The majority of the individuals surveyed said they considered at least one person they work with a “friend,” however, only 29-percent would call any of their colleagues a “best friend.” When asked to categorize their coworkers, only 15-percent of colleagues are considered to be real friends. On average, Americans define 41 percent of their coworkers as just that—coworkers. They consider 22 percent strangers, 20 percent only at work friends, 15 percent real friends, and two percent enemies.

Olivet Nazarene University’s data shows the industries with the highest average number of friends are transportation (10), followed by finance and banking (8), accounting (8), and marketing/advertising/public relations (7). Industries with the fewest friends include legal and real estate, each of which tallies only three friends per respondent, on average.

But are people happy with those numbers? According to the study, yes. Seventy-six percent report they’re satisfied with their coworker relationships, of those remaining, 20-percent indicated they’d like more friends, and only four-percent said they had too many.

The study also examined how workspaces influence work relationships, finding that those who work in a variety of office spaces, like raveling salespeople, have the highest number of work friends on average.

Coworkers feel increasingly comfortable talking about personal matters. Of those surveyed, the majority said they talk to colleagues about romantic relationships, health issues and conflicts with coworkers. Roughly one out of three people said they discussed financial issues with their peers at work and 68-percent said they discuss salaries.
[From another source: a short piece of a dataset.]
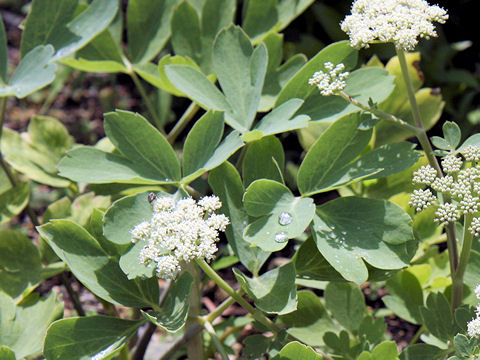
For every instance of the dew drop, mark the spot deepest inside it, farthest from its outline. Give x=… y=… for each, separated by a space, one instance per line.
x=281 y=237
x=285 y=219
When friendships form, this study reveals they form quickly. More than half of respondents say they typically become friends with a coworker within a couple of days or weeks of meeting. Some industries befriend colleagues faster than others. Those in insurance, marketing, restaurant, retail and real estate form friendships faster than other industries, while people working in healthcare, engineering, finance, government and HR tend to take longer to build those friendships.

When people leave one job for another, their office relationships tend to fade. Only 18-percent of people said they stayed closely in touch with their former work friends, while 82-percent said they stay in touch on a little or barely at all.